After the meeting I asked Mayer if this “messaging” solution really gets at the root of the overtourism problem.
“No,” he replied.
“I don’t think the industry has really come to grips with the fact that we have overtourism on the island. Part of the problem is the decisions are being made in New York City and finance desks in Chicago, wherever they might be,” Mayer explained, referencing the outside corporations that own hotels and other visitor industry businesses on island. “They’re sucking up $10s of millions, which should be going to the workers on the island so you can afford to live here. I don’t think that we really have the decisions being made here locally.”
Councilmember Tasha Kama agreed that locals should have a greater say on this issue. “I’m thinking that we have to have a deeper conversation about this stuff,” she said. “It’s not stuff that you do in an afternoon in council. It’s something that you need to have with people in distinct communities to get to the heart, the core, of what’s hurting them. And then we can talk about educating the tourists. Because no matter how much education you give our tourists, if the people are still hurting you’re not addressing the situation.”
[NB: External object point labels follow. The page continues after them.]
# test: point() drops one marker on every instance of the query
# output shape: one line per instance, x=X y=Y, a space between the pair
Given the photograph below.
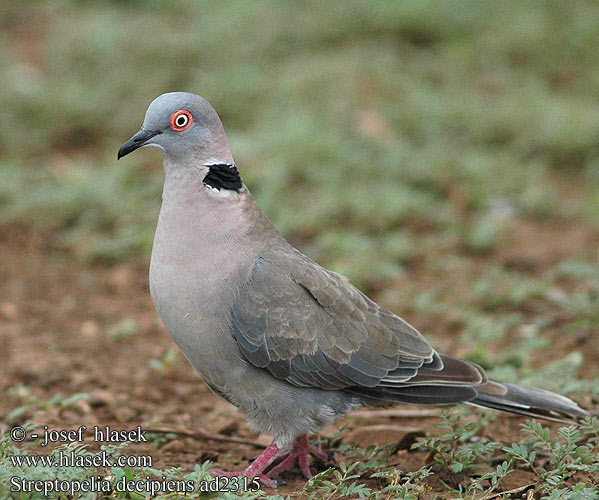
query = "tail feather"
x=528 y=402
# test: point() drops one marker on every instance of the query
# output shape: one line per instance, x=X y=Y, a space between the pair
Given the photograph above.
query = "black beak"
x=137 y=141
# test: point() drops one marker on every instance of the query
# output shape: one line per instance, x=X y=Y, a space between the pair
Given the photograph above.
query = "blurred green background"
x=381 y=137
x=360 y=127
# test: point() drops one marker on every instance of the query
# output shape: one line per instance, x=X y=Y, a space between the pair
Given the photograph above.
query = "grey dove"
x=292 y=345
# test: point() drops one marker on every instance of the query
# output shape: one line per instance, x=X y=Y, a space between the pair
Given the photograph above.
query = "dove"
x=293 y=345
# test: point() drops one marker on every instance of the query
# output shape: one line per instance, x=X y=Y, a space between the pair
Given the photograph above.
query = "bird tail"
x=528 y=402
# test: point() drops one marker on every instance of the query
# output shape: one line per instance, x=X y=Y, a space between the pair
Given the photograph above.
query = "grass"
x=471 y=466
x=383 y=138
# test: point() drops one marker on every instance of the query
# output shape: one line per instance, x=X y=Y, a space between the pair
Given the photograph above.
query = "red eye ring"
x=181 y=120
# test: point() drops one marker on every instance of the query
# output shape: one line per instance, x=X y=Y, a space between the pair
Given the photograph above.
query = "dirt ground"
x=62 y=331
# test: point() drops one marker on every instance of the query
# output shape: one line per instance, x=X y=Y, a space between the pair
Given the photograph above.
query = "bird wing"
x=312 y=328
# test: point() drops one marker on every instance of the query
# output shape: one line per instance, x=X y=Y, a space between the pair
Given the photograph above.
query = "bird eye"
x=181 y=120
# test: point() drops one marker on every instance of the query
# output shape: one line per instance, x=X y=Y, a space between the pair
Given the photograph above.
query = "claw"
x=299 y=453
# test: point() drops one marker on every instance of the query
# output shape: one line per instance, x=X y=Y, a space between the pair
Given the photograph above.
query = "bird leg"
x=257 y=467
x=299 y=452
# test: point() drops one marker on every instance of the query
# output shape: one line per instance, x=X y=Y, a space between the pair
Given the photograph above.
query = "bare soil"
x=59 y=333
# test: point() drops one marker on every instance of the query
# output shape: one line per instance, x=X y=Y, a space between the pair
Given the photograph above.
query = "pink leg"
x=299 y=452
x=257 y=467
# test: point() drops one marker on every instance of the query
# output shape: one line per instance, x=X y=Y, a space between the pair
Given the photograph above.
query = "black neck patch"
x=223 y=176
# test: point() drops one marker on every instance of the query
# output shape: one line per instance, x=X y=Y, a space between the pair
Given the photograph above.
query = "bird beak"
x=137 y=141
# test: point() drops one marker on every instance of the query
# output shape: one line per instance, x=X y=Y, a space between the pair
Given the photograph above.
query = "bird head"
x=185 y=128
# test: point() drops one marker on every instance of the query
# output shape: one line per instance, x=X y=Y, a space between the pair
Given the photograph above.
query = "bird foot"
x=256 y=468
x=299 y=453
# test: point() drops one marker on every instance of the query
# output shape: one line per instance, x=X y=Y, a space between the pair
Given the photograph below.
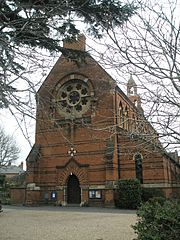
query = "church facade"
x=89 y=134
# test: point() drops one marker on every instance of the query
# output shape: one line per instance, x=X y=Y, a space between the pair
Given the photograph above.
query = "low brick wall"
x=17 y=195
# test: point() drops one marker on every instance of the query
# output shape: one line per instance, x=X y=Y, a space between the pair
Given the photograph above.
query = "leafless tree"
x=148 y=47
x=9 y=152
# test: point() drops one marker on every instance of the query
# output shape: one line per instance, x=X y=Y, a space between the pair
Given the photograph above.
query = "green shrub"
x=158 y=219
x=128 y=193
x=148 y=193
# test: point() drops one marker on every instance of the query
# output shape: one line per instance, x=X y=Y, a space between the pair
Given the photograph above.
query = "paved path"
x=65 y=223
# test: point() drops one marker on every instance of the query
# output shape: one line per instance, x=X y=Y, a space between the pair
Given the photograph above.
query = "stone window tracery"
x=73 y=98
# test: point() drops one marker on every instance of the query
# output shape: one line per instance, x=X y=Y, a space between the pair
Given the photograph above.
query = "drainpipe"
x=117 y=140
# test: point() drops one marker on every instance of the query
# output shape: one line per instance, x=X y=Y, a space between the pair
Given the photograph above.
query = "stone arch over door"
x=73 y=190
x=80 y=171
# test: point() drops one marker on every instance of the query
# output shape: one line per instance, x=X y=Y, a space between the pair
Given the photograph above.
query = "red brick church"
x=89 y=134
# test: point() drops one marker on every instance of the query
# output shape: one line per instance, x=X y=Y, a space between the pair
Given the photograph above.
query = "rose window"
x=73 y=98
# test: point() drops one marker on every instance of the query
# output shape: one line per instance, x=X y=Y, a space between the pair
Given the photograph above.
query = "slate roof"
x=12 y=169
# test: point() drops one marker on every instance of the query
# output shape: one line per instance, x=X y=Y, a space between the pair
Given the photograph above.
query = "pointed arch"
x=138 y=166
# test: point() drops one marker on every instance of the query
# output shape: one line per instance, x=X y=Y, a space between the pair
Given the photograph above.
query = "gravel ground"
x=57 y=223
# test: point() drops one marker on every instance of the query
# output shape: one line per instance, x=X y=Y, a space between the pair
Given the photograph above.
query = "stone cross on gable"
x=72 y=152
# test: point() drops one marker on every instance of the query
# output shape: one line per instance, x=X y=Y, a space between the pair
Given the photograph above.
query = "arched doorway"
x=138 y=167
x=73 y=190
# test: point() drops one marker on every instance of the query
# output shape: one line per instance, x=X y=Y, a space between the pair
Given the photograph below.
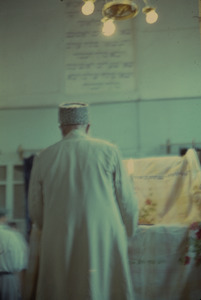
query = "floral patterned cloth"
x=168 y=188
x=165 y=262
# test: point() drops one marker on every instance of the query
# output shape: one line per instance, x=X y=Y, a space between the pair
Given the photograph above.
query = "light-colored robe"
x=13 y=259
x=81 y=199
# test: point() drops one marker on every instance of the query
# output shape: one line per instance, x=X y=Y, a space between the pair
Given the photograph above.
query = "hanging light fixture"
x=151 y=15
x=88 y=7
x=108 y=27
x=116 y=10
x=120 y=10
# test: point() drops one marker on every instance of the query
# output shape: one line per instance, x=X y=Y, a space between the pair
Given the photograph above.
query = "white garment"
x=13 y=259
x=81 y=198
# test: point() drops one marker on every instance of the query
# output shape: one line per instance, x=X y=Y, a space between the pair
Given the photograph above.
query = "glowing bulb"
x=88 y=8
x=151 y=17
x=108 y=28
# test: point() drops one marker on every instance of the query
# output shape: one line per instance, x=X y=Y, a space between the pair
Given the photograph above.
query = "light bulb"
x=88 y=8
x=108 y=28
x=151 y=17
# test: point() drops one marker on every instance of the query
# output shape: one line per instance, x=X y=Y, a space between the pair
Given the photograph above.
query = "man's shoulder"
x=101 y=143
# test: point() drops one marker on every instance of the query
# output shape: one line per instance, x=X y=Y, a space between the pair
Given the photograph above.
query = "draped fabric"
x=165 y=262
x=81 y=199
x=165 y=255
x=168 y=188
x=28 y=162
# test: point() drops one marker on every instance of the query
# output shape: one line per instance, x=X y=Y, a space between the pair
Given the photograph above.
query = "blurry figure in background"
x=13 y=260
x=81 y=199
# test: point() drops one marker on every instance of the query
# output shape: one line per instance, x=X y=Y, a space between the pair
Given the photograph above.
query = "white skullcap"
x=73 y=114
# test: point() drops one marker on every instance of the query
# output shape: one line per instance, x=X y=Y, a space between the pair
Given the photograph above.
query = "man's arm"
x=126 y=198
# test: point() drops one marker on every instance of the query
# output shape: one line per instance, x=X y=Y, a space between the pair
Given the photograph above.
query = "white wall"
x=163 y=87
x=138 y=128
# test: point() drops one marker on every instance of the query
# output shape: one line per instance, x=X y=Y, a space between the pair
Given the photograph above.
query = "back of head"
x=73 y=114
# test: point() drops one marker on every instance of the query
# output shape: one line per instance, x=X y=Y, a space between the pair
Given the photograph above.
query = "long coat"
x=81 y=199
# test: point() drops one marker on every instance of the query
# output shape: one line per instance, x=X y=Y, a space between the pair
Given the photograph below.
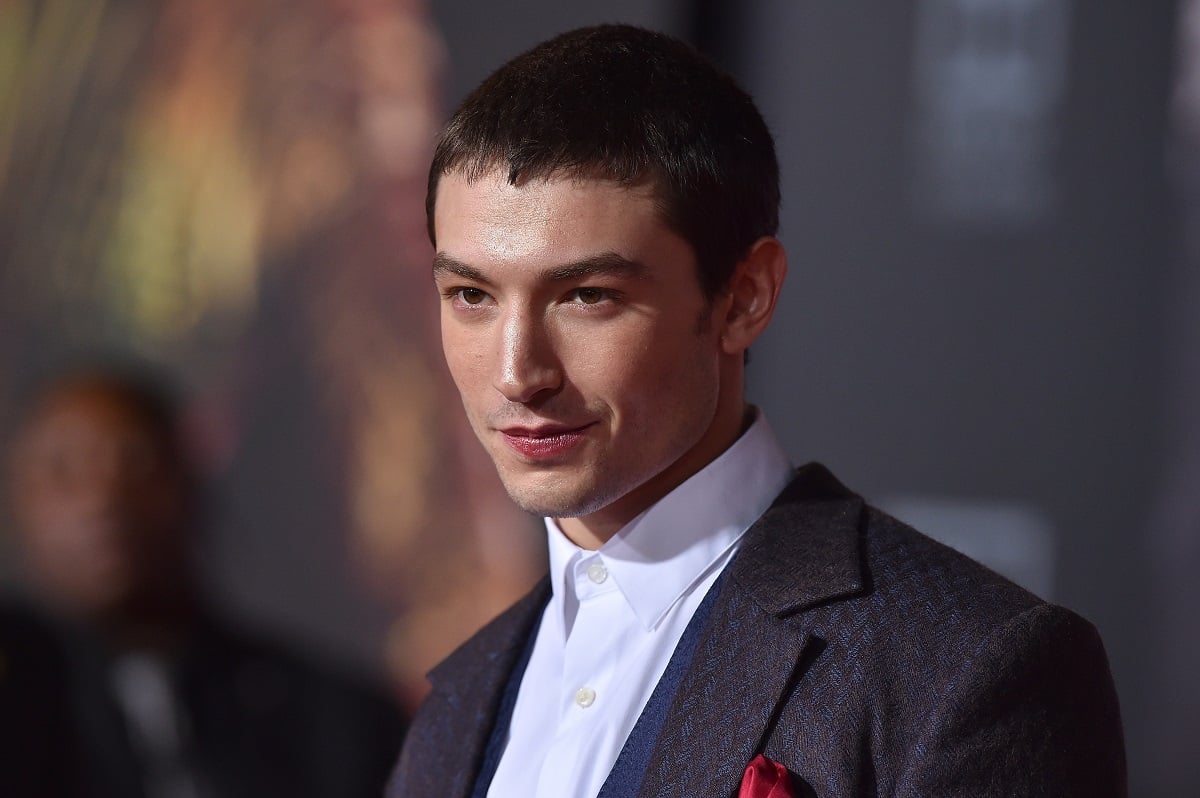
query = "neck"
x=593 y=531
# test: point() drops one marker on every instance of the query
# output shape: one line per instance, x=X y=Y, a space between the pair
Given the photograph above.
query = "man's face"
x=100 y=503
x=574 y=324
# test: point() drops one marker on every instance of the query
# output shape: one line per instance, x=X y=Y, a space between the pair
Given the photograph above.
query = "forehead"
x=83 y=412
x=545 y=221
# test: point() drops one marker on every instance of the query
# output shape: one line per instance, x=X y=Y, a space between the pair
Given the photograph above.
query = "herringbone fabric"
x=867 y=658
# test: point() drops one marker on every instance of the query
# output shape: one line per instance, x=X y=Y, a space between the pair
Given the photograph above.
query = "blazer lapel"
x=456 y=720
x=804 y=551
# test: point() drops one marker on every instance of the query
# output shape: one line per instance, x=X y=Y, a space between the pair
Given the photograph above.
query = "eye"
x=589 y=295
x=471 y=295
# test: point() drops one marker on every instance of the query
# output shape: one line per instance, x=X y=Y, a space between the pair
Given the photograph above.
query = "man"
x=121 y=682
x=604 y=211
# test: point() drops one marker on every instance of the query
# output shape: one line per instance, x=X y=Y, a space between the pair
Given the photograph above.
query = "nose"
x=529 y=365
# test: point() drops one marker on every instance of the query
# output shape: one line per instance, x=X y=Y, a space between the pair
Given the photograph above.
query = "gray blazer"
x=867 y=658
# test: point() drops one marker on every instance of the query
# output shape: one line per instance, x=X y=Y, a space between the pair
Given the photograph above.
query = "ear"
x=753 y=293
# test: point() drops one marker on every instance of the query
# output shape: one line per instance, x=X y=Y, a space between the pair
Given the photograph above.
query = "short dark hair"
x=628 y=105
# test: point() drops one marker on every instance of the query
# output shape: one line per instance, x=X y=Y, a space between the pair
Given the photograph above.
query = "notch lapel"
x=804 y=551
x=445 y=745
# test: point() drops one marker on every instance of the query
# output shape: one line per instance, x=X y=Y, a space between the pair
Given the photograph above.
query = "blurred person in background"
x=117 y=678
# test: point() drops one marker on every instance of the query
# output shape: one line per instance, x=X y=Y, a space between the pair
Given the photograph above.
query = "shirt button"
x=585 y=697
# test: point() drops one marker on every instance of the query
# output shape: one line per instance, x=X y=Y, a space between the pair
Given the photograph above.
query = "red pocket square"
x=766 y=779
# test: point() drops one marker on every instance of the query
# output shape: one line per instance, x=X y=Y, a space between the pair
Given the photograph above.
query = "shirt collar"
x=659 y=556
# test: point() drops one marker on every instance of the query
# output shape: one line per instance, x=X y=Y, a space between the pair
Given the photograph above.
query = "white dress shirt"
x=616 y=616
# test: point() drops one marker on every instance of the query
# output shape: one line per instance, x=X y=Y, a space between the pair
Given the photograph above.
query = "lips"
x=544 y=443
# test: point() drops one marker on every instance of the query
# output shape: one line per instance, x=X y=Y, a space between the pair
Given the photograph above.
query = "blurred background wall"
x=990 y=324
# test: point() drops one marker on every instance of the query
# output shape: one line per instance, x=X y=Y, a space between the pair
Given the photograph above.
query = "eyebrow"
x=600 y=265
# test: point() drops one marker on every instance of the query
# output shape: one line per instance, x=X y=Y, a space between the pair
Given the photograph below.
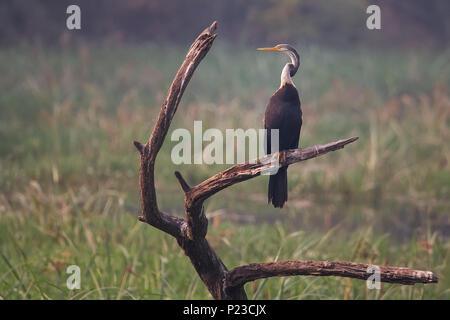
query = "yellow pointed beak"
x=268 y=49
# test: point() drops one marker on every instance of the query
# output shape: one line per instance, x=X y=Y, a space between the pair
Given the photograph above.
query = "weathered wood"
x=243 y=274
x=191 y=233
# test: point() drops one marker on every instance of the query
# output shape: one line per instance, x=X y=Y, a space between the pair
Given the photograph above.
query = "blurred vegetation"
x=404 y=23
x=71 y=104
x=69 y=186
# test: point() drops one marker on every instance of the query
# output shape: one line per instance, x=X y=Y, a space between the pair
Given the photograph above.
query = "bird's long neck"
x=290 y=69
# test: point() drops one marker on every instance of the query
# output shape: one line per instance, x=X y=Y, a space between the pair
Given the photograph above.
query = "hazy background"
x=72 y=102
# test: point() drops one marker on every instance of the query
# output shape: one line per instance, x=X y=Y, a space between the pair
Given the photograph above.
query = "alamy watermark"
x=74 y=280
x=231 y=148
x=374 y=280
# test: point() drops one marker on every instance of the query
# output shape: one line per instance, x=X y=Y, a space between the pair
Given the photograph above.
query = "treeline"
x=336 y=23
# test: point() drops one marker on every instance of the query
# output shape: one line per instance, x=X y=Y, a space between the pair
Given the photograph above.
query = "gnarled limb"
x=243 y=274
x=191 y=233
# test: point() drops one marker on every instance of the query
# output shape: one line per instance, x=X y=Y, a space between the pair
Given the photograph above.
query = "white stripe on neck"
x=286 y=75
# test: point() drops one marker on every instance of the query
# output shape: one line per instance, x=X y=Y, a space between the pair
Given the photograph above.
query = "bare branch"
x=172 y=225
x=184 y=185
x=251 y=169
x=241 y=275
x=191 y=233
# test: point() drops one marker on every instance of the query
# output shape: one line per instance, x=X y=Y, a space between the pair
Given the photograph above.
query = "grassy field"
x=69 y=186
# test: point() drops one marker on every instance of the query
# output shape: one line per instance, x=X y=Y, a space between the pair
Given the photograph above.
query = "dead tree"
x=190 y=232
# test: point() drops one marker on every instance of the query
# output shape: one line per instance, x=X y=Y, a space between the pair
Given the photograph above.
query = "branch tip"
x=139 y=146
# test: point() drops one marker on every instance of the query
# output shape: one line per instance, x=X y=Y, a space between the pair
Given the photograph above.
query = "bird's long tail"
x=278 y=188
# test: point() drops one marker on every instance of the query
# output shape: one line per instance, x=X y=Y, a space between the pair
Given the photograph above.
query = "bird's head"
x=290 y=51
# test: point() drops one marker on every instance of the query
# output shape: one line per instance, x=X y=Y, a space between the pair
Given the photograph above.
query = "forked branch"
x=191 y=233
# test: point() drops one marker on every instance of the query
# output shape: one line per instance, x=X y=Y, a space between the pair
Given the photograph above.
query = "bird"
x=283 y=112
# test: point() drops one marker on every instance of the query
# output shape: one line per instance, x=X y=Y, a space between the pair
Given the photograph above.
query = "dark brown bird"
x=285 y=114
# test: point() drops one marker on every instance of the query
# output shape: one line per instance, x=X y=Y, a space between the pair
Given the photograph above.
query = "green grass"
x=68 y=170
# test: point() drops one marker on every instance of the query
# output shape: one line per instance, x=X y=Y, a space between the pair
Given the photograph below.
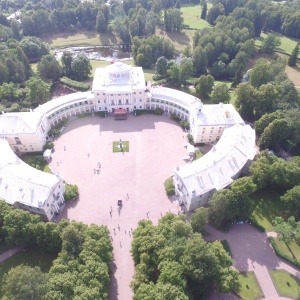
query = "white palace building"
x=120 y=86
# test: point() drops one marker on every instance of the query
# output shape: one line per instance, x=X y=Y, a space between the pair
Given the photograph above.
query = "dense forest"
x=80 y=249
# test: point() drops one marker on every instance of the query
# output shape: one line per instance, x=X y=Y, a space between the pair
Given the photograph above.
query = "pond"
x=119 y=52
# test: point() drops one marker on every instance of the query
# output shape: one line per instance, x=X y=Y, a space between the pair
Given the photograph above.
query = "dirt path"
x=155 y=149
x=251 y=251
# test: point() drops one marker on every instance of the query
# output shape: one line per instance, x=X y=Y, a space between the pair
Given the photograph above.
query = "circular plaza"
x=84 y=156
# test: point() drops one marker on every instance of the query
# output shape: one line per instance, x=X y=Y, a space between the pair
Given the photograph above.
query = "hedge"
x=226 y=247
x=80 y=86
x=281 y=254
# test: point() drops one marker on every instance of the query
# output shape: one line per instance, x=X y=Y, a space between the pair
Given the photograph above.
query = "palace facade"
x=120 y=86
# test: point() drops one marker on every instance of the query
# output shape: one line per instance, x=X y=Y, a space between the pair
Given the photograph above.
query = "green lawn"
x=190 y=12
x=117 y=149
x=286 y=284
x=249 y=288
x=267 y=207
x=287 y=44
x=292 y=250
x=29 y=159
x=32 y=257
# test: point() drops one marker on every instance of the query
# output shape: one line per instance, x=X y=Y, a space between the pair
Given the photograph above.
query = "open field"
x=32 y=257
x=287 y=44
x=249 y=288
x=286 y=284
x=179 y=39
x=80 y=38
x=267 y=207
x=292 y=250
x=191 y=14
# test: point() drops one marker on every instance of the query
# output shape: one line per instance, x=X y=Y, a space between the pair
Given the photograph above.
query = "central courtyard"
x=83 y=156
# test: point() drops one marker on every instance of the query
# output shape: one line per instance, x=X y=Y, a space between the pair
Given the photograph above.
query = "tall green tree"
x=204 y=86
x=24 y=282
x=270 y=43
x=293 y=58
x=49 y=68
x=101 y=25
x=81 y=67
x=199 y=219
x=38 y=91
x=220 y=93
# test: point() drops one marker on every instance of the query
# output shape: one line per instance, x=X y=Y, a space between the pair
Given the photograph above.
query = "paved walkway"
x=251 y=251
x=7 y=254
x=156 y=147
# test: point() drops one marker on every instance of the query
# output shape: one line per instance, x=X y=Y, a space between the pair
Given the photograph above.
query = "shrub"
x=71 y=192
x=169 y=187
x=80 y=86
x=49 y=145
x=190 y=139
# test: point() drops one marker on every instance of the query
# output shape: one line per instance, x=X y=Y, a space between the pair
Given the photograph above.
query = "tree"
x=204 y=11
x=81 y=67
x=270 y=43
x=38 y=91
x=265 y=120
x=215 y=11
x=275 y=134
x=71 y=192
x=186 y=70
x=245 y=100
x=293 y=58
x=265 y=100
x=204 y=86
x=220 y=93
x=291 y=200
x=199 y=219
x=17 y=227
x=285 y=230
x=219 y=210
x=161 y=66
x=101 y=25
x=49 y=68
x=66 y=60
x=24 y=282
x=174 y=73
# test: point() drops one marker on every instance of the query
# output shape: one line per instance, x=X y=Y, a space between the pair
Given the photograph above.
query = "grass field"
x=117 y=149
x=287 y=44
x=249 y=288
x=191 y=15
x=29 y=159
x=267 y=207
x=286 y=284
x=292 y=250
x=31 y=257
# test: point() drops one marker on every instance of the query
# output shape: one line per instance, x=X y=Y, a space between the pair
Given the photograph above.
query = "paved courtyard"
x=155 y=149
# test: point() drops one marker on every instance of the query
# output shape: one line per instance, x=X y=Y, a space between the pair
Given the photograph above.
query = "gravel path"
x=155 y=149
x=251 y=251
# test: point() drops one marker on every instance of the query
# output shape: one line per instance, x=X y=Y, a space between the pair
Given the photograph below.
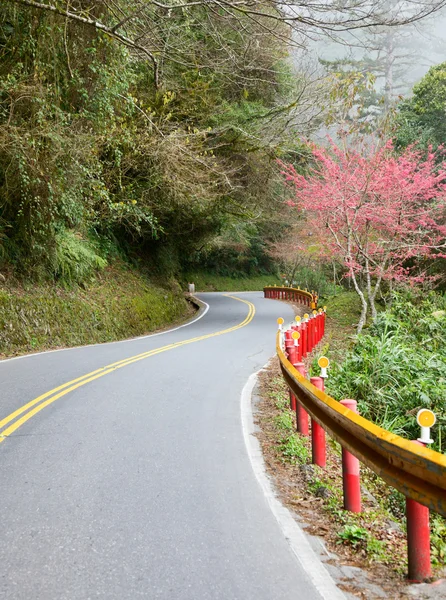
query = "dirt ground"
x=374 y=567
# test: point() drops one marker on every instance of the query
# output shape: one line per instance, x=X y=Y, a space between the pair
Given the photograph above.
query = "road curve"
x=137 y=483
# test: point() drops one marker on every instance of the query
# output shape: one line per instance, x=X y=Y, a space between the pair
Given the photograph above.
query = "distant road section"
x=125 y=474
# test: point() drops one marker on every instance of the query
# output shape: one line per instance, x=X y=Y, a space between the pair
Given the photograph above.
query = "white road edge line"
x=301 y=547
x=141 y=337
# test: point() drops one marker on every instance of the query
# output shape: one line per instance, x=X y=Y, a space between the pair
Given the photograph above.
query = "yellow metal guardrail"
x=418 y=472
x=290 y=293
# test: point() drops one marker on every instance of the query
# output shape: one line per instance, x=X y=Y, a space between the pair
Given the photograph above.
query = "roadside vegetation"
x=393 y=368
x=121 y=304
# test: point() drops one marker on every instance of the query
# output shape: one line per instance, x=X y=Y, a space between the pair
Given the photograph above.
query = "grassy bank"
x=209 y=282
x=120 y=303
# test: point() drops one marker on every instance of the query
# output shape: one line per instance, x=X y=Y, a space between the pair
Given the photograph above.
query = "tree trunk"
x=363 y=317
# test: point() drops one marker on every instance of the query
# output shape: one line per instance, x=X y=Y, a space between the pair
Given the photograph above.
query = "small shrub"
x=294 y=449
x=353 y=535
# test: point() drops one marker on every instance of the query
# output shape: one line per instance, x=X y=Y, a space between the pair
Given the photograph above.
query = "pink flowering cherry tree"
x=379 y=212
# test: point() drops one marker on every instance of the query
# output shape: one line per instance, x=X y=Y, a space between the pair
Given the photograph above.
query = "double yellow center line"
x=27 y=411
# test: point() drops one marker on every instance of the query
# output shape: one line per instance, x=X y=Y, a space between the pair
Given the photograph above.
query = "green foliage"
x=438 y=539
x=75 y=260
x=294 y=449
x=90 y=145
x=317 y=278
x=284 y=421
x=121 y=305
x=352 y=535
x=420 y=119
x=399 y=366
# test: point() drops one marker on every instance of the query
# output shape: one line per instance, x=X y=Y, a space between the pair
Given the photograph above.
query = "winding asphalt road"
x=134 y=481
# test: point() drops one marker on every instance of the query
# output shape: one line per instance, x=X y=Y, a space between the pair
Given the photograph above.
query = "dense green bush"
x=399 y=366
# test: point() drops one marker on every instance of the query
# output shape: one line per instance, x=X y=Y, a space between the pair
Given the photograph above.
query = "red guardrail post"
x=418 y=539
x=350 y=472
x=318 y=449
x=301 y=413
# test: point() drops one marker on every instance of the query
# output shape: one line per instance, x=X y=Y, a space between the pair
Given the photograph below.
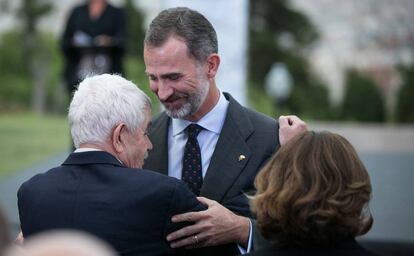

“I don’t have answers for everything today,” Vencl responded to her.
If one thing is clear, however, it’s that the leadership of the community has changed and new leaders are stepping up. The agenda item is just one example: Last year, the subject stalled under former Councilmember Elle Cochran’s Infrastructure and Environmental Management Committee.
“We just wanted to continue the work and we realized that people had put energy into these resolutions that last council didn’t get agendized,” EACP Chair Councilmember Shane Sinenci told me after the meeting.
Sinenci’s next action will be to explore laws that make it illegal to hold up traffic if there are at least five cars behind you, he said, adding that the law could be modeled after a similar implementation in Washington State. Sinenci said he would also like to advance a “tourism sustainability board” to address “environmental and cultural sites as a governing board for tourism,” as well as discuss a resolution first proposed by Cochran in 2018 that would require the Maui County Visitor Association to incorporate “specific environmental action steps” into grant objectives.
As for the day’s accomplishments, Sinenci felt there were “a lot of good solutions.”
“When people come out and testify like this, then we see [how] each community has similar and unique issues,” he said. “The meeting did bring out testifiers from each of the districts that spoke to their district and we also got a general feeling about the entire County. We deferred the item so we can definitely work on this in the future. We want to get everybody’s input before we bring up a resolution.”
And, indeed, the chances for change look better this year than they did in 2018.
In the words of one testifier, “I was moved to come down here today because there is a whole generation that is speaking out and they’re tired of being overrun… It’s a new council and it isn’t just us old people anymore testifying. The young people are aware of what’s going on and they want to keep what’s Maui, Maui.”